Il faut dire que la glorieuse VF de Starsky et Hutch, avec les voix de Jacques Balutin pour Paul Michael Glaser (alias le détective David Starsky), Francis Lax pour David Soul (détective Ken Hutchinson, dit Hutch’) et Albert Augier pour Antonio Fargas (Huggy), dégainait davantage encore un ton flirtant avec le second degré. L’image potache et caricaturale de Huggy, second couteau dont la fonction humoristique aurait certainement beaucoup amusé Shakespeare, fit de Antonio Fargas une star du petit écran et, encore aujourd’hui, elle lui colle à la peau comme le sparadrap du capitaine Haddock.
Normal : ce comédien sensible et consciencieux, formé au théâtre new-yorkais avec l’amour du jeu chevillé au corps, a sublimé son alter ego fétiche avec un tel professionnalisme que les foules s’attachèrent à lui en un battement de cils.
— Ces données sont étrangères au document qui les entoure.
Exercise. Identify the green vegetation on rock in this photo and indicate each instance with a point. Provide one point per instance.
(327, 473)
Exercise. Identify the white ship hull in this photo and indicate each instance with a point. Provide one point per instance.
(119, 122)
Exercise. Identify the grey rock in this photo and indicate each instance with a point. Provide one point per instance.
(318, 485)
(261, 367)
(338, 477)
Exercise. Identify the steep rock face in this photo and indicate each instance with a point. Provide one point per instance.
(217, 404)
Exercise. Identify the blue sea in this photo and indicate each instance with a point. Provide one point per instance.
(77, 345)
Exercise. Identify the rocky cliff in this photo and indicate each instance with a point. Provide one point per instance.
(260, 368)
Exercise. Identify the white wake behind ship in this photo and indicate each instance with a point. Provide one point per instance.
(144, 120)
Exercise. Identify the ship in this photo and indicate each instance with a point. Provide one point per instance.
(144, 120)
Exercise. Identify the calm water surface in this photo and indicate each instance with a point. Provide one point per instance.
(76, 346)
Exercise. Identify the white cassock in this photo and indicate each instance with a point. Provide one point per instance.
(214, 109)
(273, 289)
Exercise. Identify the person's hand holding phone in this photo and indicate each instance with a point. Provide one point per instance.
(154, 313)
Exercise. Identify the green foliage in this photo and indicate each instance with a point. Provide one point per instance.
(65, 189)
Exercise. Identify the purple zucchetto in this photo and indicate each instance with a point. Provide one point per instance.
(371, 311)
Mais pour qui se penche un peu plus sur le CV de l’acteur, aujourd’hui âgé de 79 ans, on découvre un homme au parcours étonnant, depuis les planches jusqu’à des rôles surprenants au cinéma dans les années 1970 et qui a continué à beaucoup travailler dans les décennies post-Starsky et Hutch.
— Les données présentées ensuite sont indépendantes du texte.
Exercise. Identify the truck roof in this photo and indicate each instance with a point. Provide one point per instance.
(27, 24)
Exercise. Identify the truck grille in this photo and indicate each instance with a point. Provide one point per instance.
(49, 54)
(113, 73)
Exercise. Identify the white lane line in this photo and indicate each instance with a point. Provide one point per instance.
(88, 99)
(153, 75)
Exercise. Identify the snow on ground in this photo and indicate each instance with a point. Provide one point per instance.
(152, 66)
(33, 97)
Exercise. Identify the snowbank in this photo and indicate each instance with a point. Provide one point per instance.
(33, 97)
Nous avons rencontré Antonio Fargas au dernier Festival international de télévision de Monte-Carlo où, forcément, il n’a pu échapper aux questions sur le personnage qui restera le rôle de sa vie : l’attachant Huggy… ni sur l’amitié particulière que Fargas avait nouée avec le regretté David Soul, disparu en 2024.
Le Point : Bien avant Starsky et Hutch et avant même d’être l’un des visages du cinéma de blaxploitation au début des années 1970, vous aviez déjà un petit rôle au cinéma dès 1963… Quel souvenir en gardez-vous ?
Antonio Fargas : Oh, mais c’était de la figuration ça, je ne suis même pas mentionné au générique ! C’était dans The Cool World de Shirley Clarke, j’avais à peine 17 ans ! C’est ma mère qui m’avait suggéré de répondre à une annonce parue dans le journal Amsterdam News à New York. Ils cherchaient des figurants pour jouer des membres de gang. Le film était produit par Frederick Wiseman, il a même reçu une standing ovation lors de sa projection au Festival de Venise… C’est grâce à cette apparition que j’ai été découvert par l’acteur Robert Hooks, qui est devenu mon mentor au théâtre ensuite.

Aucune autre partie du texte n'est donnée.